Starlab Internals

Starlab stories

The ``story'' data structure is an integral part of Starlab. A story is simply an unstructured piece of text, of arbitrary length, which may be associated with any Starlab node. Internally, stories are implemented as linked lists of character strings organized into lines and chapters, making it easy to extend and/or edit their contents. However, from the programmer's point of view, they are most usefully thought of as generalized ``scratchpads'', in which lines of text or pieces of data specific to a particular node can be stored and retrieved via library functions.

Conventionally, Starlab nodes contain two stories (actually, story pointers): the ``log'' story, in which specific events or points of interest in the history of a node may be noted, and the ``dyn'' story, intended to store dynamical variables that are not part of any of the standard classes (see ``structure''). For any node, the member functions get_log_story() and get_dyn_story() return pointers to the two stories. (The pointers may be NULL if no story data exist.) In addition, the starbase class includes a ``star'' story pointer (accessed by starbase member function get_star_story) and the hydrobase class includes a ``hydro'' story (get_hydro_story).

A line of text may be appended to the log story via the member function log_comment(). A typical use might be

        b->log_comment("Close encounter with black hole #7 at time 10 Myr");

The intent is that the log story forms a sequential record of key events in a node's history. A specific piece of data may be written to a story in the form of a ``keyword = value'' line by use of the ``put'' functions:

        putiq(story *,  char *, int)           // write an int
        putulq(story *, char *, unsigned long) // write an unsigned long
        putrq(story *,  char *, real)          // write a real
        putra(story *,  char *, real *, int)   // write a real array
        putsq(story *,  char *, char *)        // write a character string
        putvq(story *,  char *, vector)        // write a vector

For example, the function call

        putiq(b->get_dyn_story(), "N_orbits", 2);

writes the line

        N_orbits  =  2

to node b's dyn story. The data may subsequently be accessed via the corresponding ``get'' functions:

        int            getiq(story *, char *)
        unsigned long  getulq(story *, char *)
        real           getrq(story *, char *)
        void           getra(story *, char *, real *, int)
        char *         getsq(story *, char *)
        vector         getvq(story *, char *)

e.g.

        if (getiq(b->get_dyn_story(), "N_orbits") > 0) ...

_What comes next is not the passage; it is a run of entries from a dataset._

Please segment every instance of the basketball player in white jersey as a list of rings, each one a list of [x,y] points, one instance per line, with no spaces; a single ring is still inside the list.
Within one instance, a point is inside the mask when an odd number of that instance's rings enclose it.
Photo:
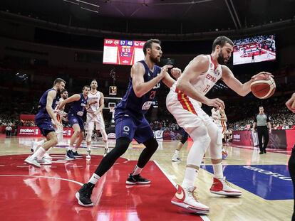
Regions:
[[[103,136],[103,141],[105,143],[105,156],[108,152],[108,135],[105,132],[105,122],[103,121],[103,117],[102,111],[105,107],[105,99],[103,94],[98,91],[98,82],[96,80],[93,80],[91,82],[91,90],[88,94],[89,102],[95,102],[87,110],[87,120],[86,129],[87,131],[86,144],[87,144],[87,156],[86,159],[90,158],[90,143],[92,132],[94,129],[94,124],[95,124],[95,129],[98,132],[99,131]]]
[[[227,117],[225,114],[225,112],[223,109],[221,108],[216,108],[214,107],[211,109],[211,117],[213,119],[213,122],[216,124],[218,129],[222,132],[222,137],[221,137],[221,142],[222,143],[222,139],[224,138],[224,133],[227,130]],[[220,141],[219,141],[220,142]],[[222,159],[225,160],[227,157],[227,151],[224,149],[224,148],[222,146]]]
[[[61,125],[63,125],[62,120],[66,121],[66,122],[68,121],[68,119],[66,117],[67,113],[66,113],[63,111],[64,108],[63,109],[62,111],[59,111],[58,112],[57,112],[57,110],[58,109],[58,107],[61,102],[68,97],[68,93],[66,89],[63,89],[61,90],[61,97],[59,99],[58,104],[56,108],[54,109],[54,114],[56,116],[56,119],[58,120],[58,122],[61,123]],[[54,124],[53,120],[51,120],[51,122],[52,122],[52,124],[53,124],[54,125],[55,124]],[[61,127],[57,127],[56,130],[56,136],[58,139],[58,144],[59,144],[63,140],[63,129]],[[43,139],[39,141],[33,141],[31,144],[31,151],[32,152],[34,152],[38,147],[41,146],[46,141],[47,141],[46,139]],[[51,149],[51,148],[50,148],[46,151],[46,153],[45,153],[44,156],[43,156],[47,160],[52,159],[52,157],[48,154],[48,151],[50,151]]]
[[[200,203],[194,195],[196,188],[195,179],[208,147],[214,175],[211,193],[226,196],[242,195],[240,190],[229,185],[223,176],[221,132],[199,104],[225,108],[221,99],[205,97],[219,79],[241,96],[245,96],[251,91],[250,85],[254,76],[242,84],[227,66],[223,65],[229,60],[233,46],[234,43],[229,38],[225,36],[217,38],[213,43],[211,55],[195,57],[171,87],[166,98],[168,110],[194,141],[187,156],[183,182],[181,185],[177,185],[177,191],[171,203],[195,212],[206,214],[209,210],[209,207]],[[267,72],[259,74],[271,75]]]

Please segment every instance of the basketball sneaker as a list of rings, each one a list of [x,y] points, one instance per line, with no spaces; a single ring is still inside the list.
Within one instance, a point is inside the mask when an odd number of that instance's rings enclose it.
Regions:
[[[213,178],[213,184],[211,186],[210,192],[226,196],[242,195],[242,192],[234,189],[226,180],[225,176],[222,179]]]
[[[181,161],[181,159],[180,159],[179,157],[175,158],[175,157],[173,156],[173,158],[172,158],[172,162],[180,162],[180,161]]]
[[[72,153],[73,153],[73,156],[75,156],[75,158],[83,158],[83,156],[78,153],[77,151],[72,151]]]
[[[196,187],[182,188],[180,185],[177,186],[177,191],[171,200],[172,204],[189,210],[198,214],[207,214],[209,212],[209,207],[199,202],[195,195]]]
[[[90,198],[93,188],[94,184],[91,183],[85,183],[76,193],[76,198],[79,205],[86,207],[93,206],[93,203],[92,203]]]
[[[129,174],[129,177],[126,180],[126,184],[149,184],[150,180],[144,178],[140,174],[132,176],[132,173]]]
[[[86,160],[90,160],[91,158],[90,151],[87,151]]]
[[[73,151],[71,150],[68,150],[68,151],[66,151],[66,158],[68,160],[75,160],[76,159],[75,156],[73,154]]]
[[[31,165],[31,166],[35,166],[35,167],[38,167],[38,168],[41,168],[41,165],[40,165],[40,163],[38,163],[38,161],[37,161],[37,158],[36,157],[35,157],[35,158],[31,158],[31,156],[28,156],[25,160],[24,160],[24,161],[26,163],[29,163],[29,164],[30,164],[30,165]]]

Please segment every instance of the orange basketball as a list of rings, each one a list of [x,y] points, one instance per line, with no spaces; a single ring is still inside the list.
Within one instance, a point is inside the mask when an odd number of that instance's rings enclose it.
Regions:
[[[251,83],[251,91],[256,97],[260,99],[271,97],[275,90],[276,82],[274,79],[264,74],[258,75]]]

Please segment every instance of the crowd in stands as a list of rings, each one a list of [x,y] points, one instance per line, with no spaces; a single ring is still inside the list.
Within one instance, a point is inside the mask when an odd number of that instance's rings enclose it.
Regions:
[[[150,123],[150,126],[154,131],[178,131],[180,127],[175,122],[172,122],[169,119],[166,120],[155,120]]]

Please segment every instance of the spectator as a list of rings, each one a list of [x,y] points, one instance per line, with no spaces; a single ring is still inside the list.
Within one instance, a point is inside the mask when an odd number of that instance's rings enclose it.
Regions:
[[[267,129],[267,126],[269,129]],[[259,144],[259,154],[266,153],[266,146],[269,143],[269,131],[271,132],[271,126],[269,116],[264,114],[264,109],[262,106],[259,107],[259,113],[255,116],[254,129],[257,131],[258,143]],[[262,137],[264,139],[264,144],[262,147]]]

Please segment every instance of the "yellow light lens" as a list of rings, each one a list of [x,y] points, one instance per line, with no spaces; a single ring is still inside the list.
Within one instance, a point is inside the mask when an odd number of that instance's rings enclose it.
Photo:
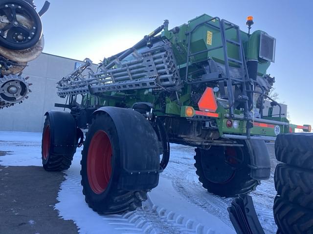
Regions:
[[[194,115],[194,110],[191,107],[186,108],[186,116],[188,117],[192,117]]]
[[[248,16],[246,18],[246,21],[252,21],[253,20],[253,16]]]

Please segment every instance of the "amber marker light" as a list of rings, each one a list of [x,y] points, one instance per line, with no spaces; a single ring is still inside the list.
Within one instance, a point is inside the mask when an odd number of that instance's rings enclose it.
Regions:
[[[194,109],[192,107],[188,107],[186,108],[186,116],[192,117],[194,115]]]
[[[246,21],[252,21],[253,20],[253,16],[248,16],[246,18]]]

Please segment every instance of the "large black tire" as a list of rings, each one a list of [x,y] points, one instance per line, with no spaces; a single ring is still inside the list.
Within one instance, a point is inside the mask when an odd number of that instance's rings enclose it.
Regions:
[[[67,114],[70,115],[69,113]],[[67,117],[69,116],[67,115]],[[62,119],[58,119],[57,121],[62,121]],[[58,125],[62,124],[62,123],[57,123]],[[73,137],[72,145],[70,147],[67,147],[66,145],[67,145],[66,141],[68,140],[66,135],[61,134],[61,133],[60,133],[60,135],[52,133],[53,132],[56,132],[55,128],[58,127],[55,126],[55,124],[51,124],[50,116],[47,115],[44,125],[42,140],[42,160],[43,166],[46,171],[60,171],[68,169],[72,163],[73,156],[76,152],[76,126],[73,126],[72,128],[70,128],[73,132],[70,133],[68,136],[75,136]],[[70,126],[68,125],[65,126],[64,130],[66,131],[69,127]],[[61,144],[56,145],[53,143],[57,141],[61,142]],[[65,143],[62,145],[62,142]]]
[[[101,214],[134,211],[147,198],[146,191],[129,191],[119,188],[121,162],[118,141],[112,118],[104,112],[96,114],[86,134],[81,175],[86,202]]]
[[[275,142],[275,154],[282,162],[313,169],[313,134],[280,134]]]
[[[291,202],[313,209],[313,171],[277,165],[274,176],[277,194]]]
[[[246,146],[229,148],[231,152],[235,150],[244,156],[240,165],[236,165],[235,163],[232,165],[231,156],[228,155],[231,153],[226,153],[225,156],[221,154],[225,150],[224,147],[212,146],[209,150],[199,148],[195,150],[194,165],[199,181],[209,193],[221,196],[247,194],[255,190],[259,184],[258,180],[250,177],[251,169],[247,166],[250,164],[250,155]],[[226,163],[226,161],[230,161]]]
[[[284,234],[313,234],[313,211],[276,196],[273,207],[275,222]]]

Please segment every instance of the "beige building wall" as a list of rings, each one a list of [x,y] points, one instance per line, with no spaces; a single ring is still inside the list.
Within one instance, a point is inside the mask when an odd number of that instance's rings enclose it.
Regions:
[[[78,60],[43,53],[36,59],[28,63],[23,72],[29,77],[32,92],[22,104],[0,110],[0,131],[41,132],[44,126],[44,115],[54,107],[54,103],[65,103],[66,98],[56,94],[56,83],[72,72]],[[96,68],[94,65],[93,69]]]

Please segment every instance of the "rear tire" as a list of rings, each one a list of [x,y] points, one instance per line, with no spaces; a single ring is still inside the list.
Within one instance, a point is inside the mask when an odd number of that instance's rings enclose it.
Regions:
[[[250,163],[250,156],[246,147],[242,147],[242,149],[238,147],[227,148],[230,148],[231,151],[243,150],[241,154],[244,157],[240,165],[232,166],[232,160],[236,159],[229,155],[230,153],[224,155],[224,147],[212,146],[209,150],[196,149],[194,165],[199,181],[209,193],[221,196],[234,196],[255,190],[259,183],[250,177],[251,169],[247,166]],[[236,166],[238,167],[236,168]]]
[[[121,162],[118,141],[112,118],[104,112],[97,114],[86,134],[81,175],[86,202],[101,214],[134,211],[147,199],[146,191],[119,188]]]
[[[274,181],[278,195],[302,207],[313,209],[313,171],[278,164]]]
[[[274,218],[284,234],[313,233],[313,211],[276,196],[274,201]]]
[[[280,134],[275,142],[275,154],[282,162],[313,169],[313,134]]]
[[[53,126],[51,125],[49,116],[47,116],[44,125],[42,140],[42,159],[43,167],[46,171],[60,171],[69,168],[76,152],[76,146],[72,151],[59,151],[57,146],[53,145],[55,136],[52,133]],[[75,135],[76,136],[76,132]]]

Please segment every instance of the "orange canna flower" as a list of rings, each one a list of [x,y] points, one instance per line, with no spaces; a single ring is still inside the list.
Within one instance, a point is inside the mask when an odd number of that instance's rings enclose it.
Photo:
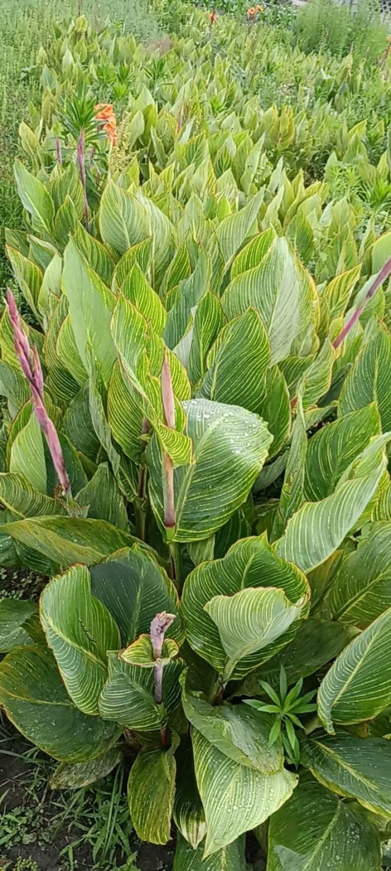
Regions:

Unlike the log_comment() function, a second call to putiq() will overwrite the data if it exists, and create a new story line otherwise. If we need to check if a line already exists, we can use the find_qmatch() function:

        if (find_qmatch(b->get_dyn_story(), "N"))

            // an "N = " line already exists

        else

            // no "N = " line in the story

Stories thus provide a highly flexible (if rather inefficient) means of getting data from one part of a program to another, without the need to create a specific route for it to take (e.g. parameters in a sequence of function calls, or extern data, or FORTRAN common blocks). In typical use, a function may write some (real) data to the dyn story of node b using

        putrq(b->get_dyn_story(), "an_interesting_number", value);

Later (or in another program), the data can be retrieved by

        result = getrq(b->get_dyn_story(), "an_interesting_number");

The value of such a general mechanism in a complex programming environment should be obvious. Many Starlab tools rely on this approach.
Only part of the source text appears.